I wondered if this counted as giving up my sobriety...of course it did! I wondered if I needed to start my sobriety date all over again at day 1. Of course I did. But if I was the only one who knew I drank it, did I really have to? Maybe I could just not tell anyone. No wait, of course I did. It wasn't like me to keep a secret like that. OK, did I have to walk into my AA meeting and confess to everyone? Wow, all of a sudden that beer didn't seem worth it.
When I woke up, I told my husband about the dream. He didn't seem phased by it, I mean, it was only one beer. And when I looked at the big picture, I could see why. One Corona, to most people, is nothing. But one beer is not typical for alcoholics, and it isn't typical for me either. My guess is if I had stayed asleep, engaged in that dream, I would have obsessed about beer number 2, 3 and 4. Those extra beers obviously weren't in the magically placed ice chest, so if they also weren't in the fridge or pantry, then a trip to the market probably would've been in order.
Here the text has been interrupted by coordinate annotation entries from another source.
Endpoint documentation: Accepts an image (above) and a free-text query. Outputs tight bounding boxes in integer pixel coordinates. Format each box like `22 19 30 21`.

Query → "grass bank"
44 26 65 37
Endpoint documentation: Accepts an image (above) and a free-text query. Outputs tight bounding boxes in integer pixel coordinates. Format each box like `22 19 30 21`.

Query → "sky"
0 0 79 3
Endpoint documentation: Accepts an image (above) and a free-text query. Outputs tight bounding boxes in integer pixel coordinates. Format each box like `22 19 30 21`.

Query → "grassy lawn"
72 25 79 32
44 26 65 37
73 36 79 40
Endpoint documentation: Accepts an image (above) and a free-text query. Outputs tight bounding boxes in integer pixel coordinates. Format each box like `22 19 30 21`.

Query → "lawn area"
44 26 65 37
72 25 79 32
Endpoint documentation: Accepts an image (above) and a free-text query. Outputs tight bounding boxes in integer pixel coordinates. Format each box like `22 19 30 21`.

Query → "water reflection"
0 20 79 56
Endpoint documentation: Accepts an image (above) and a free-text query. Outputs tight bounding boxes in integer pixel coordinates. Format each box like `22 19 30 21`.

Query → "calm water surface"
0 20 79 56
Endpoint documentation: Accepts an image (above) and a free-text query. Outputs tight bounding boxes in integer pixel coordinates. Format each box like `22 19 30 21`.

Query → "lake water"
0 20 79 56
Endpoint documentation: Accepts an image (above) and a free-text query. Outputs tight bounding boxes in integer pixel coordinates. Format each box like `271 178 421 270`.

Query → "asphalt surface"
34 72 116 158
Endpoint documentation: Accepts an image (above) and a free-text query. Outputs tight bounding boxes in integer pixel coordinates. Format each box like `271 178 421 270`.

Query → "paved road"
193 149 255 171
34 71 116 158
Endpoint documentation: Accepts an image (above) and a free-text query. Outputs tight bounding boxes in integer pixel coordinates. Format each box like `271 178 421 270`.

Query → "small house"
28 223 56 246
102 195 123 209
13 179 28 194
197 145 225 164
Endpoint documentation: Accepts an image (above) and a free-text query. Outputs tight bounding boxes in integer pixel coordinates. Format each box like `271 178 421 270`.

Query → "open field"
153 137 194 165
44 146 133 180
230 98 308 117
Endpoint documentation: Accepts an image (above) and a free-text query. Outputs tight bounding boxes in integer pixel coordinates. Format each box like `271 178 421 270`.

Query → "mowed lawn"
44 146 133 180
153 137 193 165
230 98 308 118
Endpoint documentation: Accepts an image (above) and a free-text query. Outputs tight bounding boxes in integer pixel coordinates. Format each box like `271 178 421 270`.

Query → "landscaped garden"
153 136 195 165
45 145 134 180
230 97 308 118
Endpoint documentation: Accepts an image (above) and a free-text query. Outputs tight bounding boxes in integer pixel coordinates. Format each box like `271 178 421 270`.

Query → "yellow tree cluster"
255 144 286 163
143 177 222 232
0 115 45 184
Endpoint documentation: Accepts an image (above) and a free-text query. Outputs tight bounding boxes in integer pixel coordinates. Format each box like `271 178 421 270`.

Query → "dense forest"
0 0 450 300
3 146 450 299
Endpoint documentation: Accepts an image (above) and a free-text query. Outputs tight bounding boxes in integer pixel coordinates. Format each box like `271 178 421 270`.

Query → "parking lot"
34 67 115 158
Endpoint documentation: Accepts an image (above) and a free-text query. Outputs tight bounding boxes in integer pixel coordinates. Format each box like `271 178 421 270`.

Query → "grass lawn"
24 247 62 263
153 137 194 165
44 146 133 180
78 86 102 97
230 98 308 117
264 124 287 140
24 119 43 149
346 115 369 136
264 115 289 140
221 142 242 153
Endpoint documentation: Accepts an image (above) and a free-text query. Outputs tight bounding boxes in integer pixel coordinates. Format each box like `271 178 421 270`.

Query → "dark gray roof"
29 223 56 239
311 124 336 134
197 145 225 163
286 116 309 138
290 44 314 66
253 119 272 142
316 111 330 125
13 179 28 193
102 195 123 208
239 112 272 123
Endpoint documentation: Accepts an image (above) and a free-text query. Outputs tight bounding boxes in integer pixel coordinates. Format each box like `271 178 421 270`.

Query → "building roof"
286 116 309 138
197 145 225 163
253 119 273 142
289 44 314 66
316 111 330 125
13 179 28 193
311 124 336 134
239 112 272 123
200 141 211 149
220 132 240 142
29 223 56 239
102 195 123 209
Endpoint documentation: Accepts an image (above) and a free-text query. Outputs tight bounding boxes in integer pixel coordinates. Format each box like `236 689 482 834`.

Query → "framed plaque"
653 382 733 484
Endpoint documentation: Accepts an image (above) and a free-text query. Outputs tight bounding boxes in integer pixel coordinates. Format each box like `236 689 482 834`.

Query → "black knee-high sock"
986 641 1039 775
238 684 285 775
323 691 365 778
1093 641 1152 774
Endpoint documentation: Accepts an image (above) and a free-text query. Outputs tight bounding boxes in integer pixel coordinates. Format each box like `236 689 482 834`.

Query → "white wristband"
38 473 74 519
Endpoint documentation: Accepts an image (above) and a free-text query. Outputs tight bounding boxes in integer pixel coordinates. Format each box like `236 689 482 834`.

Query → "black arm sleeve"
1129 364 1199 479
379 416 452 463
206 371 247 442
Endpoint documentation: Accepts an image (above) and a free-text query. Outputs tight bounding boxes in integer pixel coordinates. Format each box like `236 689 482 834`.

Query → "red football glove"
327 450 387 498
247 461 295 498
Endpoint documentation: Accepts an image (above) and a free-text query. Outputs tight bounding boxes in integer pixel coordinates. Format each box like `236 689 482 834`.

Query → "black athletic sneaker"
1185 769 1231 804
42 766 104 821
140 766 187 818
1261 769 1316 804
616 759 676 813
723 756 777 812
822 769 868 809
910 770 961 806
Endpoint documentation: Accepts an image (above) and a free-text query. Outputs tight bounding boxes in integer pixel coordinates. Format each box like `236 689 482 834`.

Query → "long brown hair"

In my real world, it isn't about the 1 beer I did or didn't have.
- It's about 9/8/09 and never losing that sobriety date. I learned that in my meetings. Cherish and guard that date as the basis for your sobriety. I know I can never drink again, and one drink would ruin that.
- It's about where my new life has led me.
- It's about not hiding behind alcohol.
- It's about facing all of my feelings and thoughts and being ok with the good, bad and ugly ones.
- It's about remembering that everything in my life is in the hands of my higher power.
I've heard many recovering alcoholics talk about having dreams where they drank and woke up terrified. Maybe this is to remind us that no matter how normal we think we have become, we still cannot go back to drinking.